The timezone problem was affecting the way life was lived here. Time is a fundamental part of modern life. When it seems off-kilter, even slightly, you cannot escape the uneasiness.

In Xinjiang, there are two main time systems that are used. Uighurs tend to use the unofficial ‘Xinjiang Time,’ which is two hours behind Beijing time, but the Han Chinese are more likely to use Beijing Time.

This rule is neither hard nor fast. For example, if I am talking to a Uighur who is a Communist, they are likely to use Beijing Time. However, when we talked to these rednecky, Han Chinese truck drivers hauling freight up into the remote mountains around Kashgar, they used Xinjiang Time. This makes things very discombobulating; everyone you talk with, you have to try to calculate what timezone they are thinking in based off the color of their skin and the accent of their Mandarin.

Even more disconcerting, there seems to be a third timezone out in Kashgar. Two posts before, I mentioned how the Sunday Market was dead when we arrived at seven thirty, Xinjiang Time, few stalls were open. The market was dead, except for the men selling ice. I have never been to a market in China that was not bustling at seven thirty in the morning. But here, in one of China’s largest markets, it was dead.

Kashgar_in_China

Kashgar is 2,131 miles from Beijing. Noon in Kashgar happens at three o’clock Beijing time. Though people in Kashgar still use the official unofficial ‘Xinjiang Time,’ set two hours behind ‘Beijing Time,’ it appears that many of them live their lives in ‘Kashgar Time,’ three hours behind the official clocks.

We saw this anywhere in Kashgar with Uighur majorities. Kashgar’s Old Town is predominantly Uighur. The first morning we arrived, I went out to find something to eat at nine thirty, Beijing Time, yet little was open in the Old Town.

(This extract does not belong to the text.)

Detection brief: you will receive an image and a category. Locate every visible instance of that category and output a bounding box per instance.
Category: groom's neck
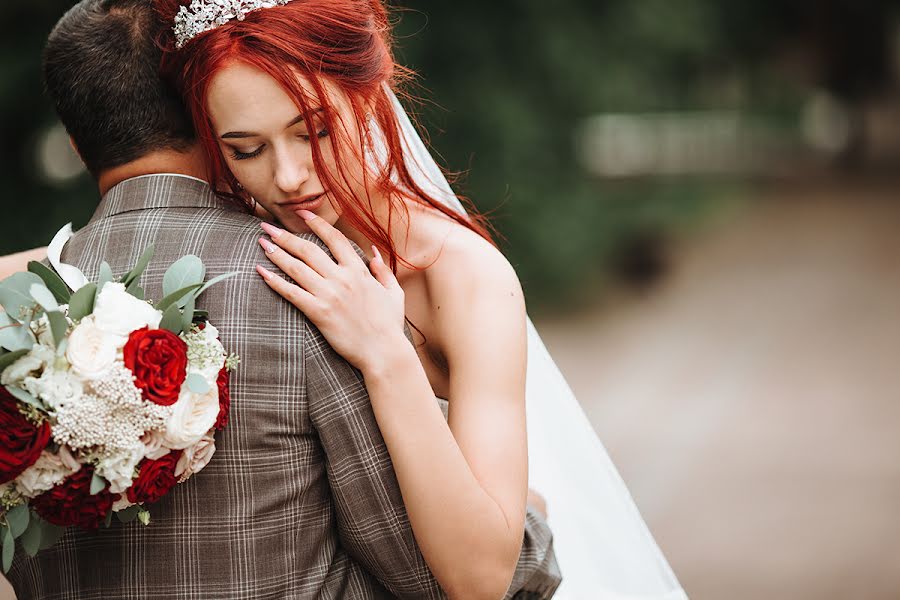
[97,146,207,196]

I was eventually able to find some small shops run selling packaged food, but these were all run by Han Chinese. None of the stores I found at nine thirty in the morning were run by Uighurs. To the Uighurs, living on “Kashgar Time,” it was still too early to be going out for breakfast. As I walked farther, I realized that the Chinese part of town was beginning to bustle, because for them, even if it was not nine thirty, it was definitely seven thirty, not six thirty, like it was for the Uighurs.

I find the repression of the state, the center’s imposition of its own time on the periphery, troubling. But what I find most problematic is that these two groups, the Han and the Uighurs of Kashgar, seem to be living in two different times, even as they pass by each other in the street. The Han largely stay loyal to Beijing and its time, meaning they wake up earlier and go to sleep earlier. The Uighurs, more connected with this place, historically and chronologically, instead live their lives in a timezone that sets their noon as noon.

Currently, violence is roiling Xinjiang, with Uighurs unsatisfied about being ruled over by a distant Beijing and feeling their place in their own homeland threatened by Han migrants. How will these problems be solved when, every minute of the day, those Uighurs who feel wronged are reminded that even the minutes themselves betray them?